Saturday, 5 July 2014

Seed to Harvest by Octavia E. Butler

Seed to Harvest is a series of four novels, collected together in one volume. The third book is essentially a standalone novel, while the fourth ties it and the first two books together.

The novels start with the meeting of two virtually immortal people, a long time ago (18th century, I think) in Africa. One is Doro, a man whose soul travels into other bodies (and whose previous host bodies die / are discarded). The other is Anyanwu, a woman who has near-infinite abilities to heal her own body, and read her own DNA, understand what each cell is doing, and how to heal / regenerate / rejuvenate herself. Doro is much older - thousands of years older - and has been breeding people with supernatural powers into little (quite incestuous) communities in order to cultivate their supernatural traits. He decides to conquer and control Anyanwu, and the first novel is essentially about the relationship between them.

The second novel, set in the 1970s or so, is about a young woman who is the most powerful result of Doro's breeding programme, and who becomes a power to contend with.

The third novel is about an invasion by an alien parasitical micro-organism which changes the physical properties of the humans it infects, and permanently alters their offspring.

The fourth novel is about people from the breeding programme, and their power struggles, while in a world-wide war with the people who are infected with the alien organism. Humans without superpowers have become nothing more than slaves.
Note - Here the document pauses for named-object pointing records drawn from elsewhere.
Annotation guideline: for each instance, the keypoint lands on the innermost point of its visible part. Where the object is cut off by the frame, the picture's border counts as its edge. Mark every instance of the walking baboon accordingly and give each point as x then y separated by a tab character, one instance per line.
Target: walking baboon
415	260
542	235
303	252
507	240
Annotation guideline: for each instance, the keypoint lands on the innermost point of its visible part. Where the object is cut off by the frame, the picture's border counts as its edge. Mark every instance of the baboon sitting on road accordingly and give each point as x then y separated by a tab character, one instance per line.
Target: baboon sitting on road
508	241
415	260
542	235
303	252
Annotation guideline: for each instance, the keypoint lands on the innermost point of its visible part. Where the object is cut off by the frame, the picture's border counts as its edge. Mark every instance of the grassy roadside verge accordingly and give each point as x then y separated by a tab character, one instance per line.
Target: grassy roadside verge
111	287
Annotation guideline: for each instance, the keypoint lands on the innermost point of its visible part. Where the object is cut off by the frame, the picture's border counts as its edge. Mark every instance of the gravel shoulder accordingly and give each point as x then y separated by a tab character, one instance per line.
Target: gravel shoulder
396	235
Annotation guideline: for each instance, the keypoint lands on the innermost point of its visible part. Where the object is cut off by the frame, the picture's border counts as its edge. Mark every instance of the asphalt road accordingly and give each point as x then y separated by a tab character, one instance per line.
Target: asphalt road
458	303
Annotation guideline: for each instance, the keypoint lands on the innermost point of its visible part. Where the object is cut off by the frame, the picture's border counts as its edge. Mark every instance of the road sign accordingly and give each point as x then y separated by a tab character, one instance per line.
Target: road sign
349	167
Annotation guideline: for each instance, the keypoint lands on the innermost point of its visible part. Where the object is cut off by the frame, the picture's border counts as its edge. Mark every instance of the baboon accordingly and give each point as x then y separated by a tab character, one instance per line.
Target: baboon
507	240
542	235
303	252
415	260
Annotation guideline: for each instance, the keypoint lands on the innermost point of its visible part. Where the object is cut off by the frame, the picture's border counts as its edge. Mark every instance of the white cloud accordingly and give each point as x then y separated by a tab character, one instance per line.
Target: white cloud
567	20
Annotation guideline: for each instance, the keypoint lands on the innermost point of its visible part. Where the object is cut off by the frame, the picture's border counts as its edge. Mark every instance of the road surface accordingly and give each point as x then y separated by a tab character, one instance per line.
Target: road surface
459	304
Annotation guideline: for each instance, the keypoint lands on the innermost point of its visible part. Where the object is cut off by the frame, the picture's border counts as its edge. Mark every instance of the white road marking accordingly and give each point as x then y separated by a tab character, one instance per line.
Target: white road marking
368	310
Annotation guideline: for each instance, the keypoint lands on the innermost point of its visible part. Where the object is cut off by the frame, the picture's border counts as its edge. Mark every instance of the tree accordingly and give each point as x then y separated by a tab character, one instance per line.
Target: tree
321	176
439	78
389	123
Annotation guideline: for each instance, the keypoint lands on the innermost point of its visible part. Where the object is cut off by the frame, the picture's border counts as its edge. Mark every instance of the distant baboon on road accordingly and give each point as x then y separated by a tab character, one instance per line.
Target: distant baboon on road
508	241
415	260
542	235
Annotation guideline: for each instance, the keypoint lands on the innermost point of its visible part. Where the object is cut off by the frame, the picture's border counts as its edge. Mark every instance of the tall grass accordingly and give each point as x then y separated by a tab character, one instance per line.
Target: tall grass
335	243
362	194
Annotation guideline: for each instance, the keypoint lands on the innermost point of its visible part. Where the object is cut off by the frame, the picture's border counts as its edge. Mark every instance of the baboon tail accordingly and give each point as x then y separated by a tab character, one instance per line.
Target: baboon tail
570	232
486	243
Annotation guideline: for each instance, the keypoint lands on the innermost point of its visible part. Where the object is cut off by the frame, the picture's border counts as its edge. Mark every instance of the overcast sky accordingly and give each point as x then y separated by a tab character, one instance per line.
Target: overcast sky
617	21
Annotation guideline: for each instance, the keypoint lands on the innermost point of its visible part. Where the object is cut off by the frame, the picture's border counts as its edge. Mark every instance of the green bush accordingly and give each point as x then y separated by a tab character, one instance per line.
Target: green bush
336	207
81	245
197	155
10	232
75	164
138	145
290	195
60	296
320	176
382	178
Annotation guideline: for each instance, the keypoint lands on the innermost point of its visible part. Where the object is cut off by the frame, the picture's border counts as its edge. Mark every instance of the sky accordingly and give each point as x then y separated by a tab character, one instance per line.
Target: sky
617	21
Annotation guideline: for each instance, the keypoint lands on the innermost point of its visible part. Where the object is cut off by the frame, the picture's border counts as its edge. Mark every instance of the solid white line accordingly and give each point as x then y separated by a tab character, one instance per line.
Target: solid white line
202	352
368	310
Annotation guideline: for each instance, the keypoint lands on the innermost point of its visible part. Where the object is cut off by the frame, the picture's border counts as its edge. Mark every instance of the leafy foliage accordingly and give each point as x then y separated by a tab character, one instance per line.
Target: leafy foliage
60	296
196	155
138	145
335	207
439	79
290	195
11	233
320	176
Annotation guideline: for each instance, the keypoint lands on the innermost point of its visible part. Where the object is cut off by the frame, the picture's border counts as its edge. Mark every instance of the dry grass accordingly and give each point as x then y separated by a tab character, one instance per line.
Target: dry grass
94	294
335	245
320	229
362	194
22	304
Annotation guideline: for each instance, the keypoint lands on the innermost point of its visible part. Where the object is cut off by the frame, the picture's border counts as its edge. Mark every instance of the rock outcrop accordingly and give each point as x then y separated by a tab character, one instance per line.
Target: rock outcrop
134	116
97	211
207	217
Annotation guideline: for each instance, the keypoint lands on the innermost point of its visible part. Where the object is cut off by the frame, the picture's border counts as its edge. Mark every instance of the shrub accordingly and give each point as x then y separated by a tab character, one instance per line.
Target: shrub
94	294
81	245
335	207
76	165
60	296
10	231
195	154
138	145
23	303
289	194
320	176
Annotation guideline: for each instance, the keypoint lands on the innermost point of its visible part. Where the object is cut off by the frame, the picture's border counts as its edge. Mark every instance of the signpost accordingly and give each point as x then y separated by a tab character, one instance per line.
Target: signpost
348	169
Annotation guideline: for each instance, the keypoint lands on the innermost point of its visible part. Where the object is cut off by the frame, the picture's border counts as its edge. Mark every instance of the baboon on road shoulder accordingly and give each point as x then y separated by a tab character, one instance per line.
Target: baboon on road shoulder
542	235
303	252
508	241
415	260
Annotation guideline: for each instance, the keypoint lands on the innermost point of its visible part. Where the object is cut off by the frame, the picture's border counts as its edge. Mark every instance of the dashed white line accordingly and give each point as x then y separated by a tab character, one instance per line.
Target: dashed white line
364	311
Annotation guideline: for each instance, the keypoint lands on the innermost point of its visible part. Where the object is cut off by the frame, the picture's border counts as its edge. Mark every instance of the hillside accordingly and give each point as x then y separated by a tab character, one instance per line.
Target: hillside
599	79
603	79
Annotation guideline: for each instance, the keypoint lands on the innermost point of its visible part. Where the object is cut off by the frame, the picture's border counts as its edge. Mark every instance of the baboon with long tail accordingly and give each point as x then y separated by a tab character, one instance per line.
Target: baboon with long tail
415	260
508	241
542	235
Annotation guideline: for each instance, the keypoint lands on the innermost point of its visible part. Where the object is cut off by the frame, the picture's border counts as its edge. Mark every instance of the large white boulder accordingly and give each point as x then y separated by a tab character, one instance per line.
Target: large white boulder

Reading these novels, it becomes very clear what themes interest Octavia E. Butler: power, control over others, the mechanisms of slavery. Every single one of the books is about people imposing their own will and control on others, with motives that range from mean-spirited and petty to survival instinct, from lust for power to a desire to protect humanity or protect family. In essence, these are all novels about enslavers and the enslaved.

Unfortunately, the novels aren't nearly as gripping and powerful as Kindred (by the same author), which doesn't bother to metaphorise slavery into supernatural fantasy, but simply transposes a modern couple into the past through time travel. Kindred is a masterpiece. Seed to Harvest is comparatively weaker, because none of the characters are entirely human. Super-powered people using super-powers to enslave are less scary than men using mundane brutality. The fantasy elements create a distance between subject matter and impact on (this) reader's empathy.

I must also admit that I did not really find Anyanwu's character convincingly developed after the first book - I think her story in the second book was wasteful and disappointing.

I'd still recommend the author highly - but I'm really glad I read Kindred first: it's a much, much better novel than this series.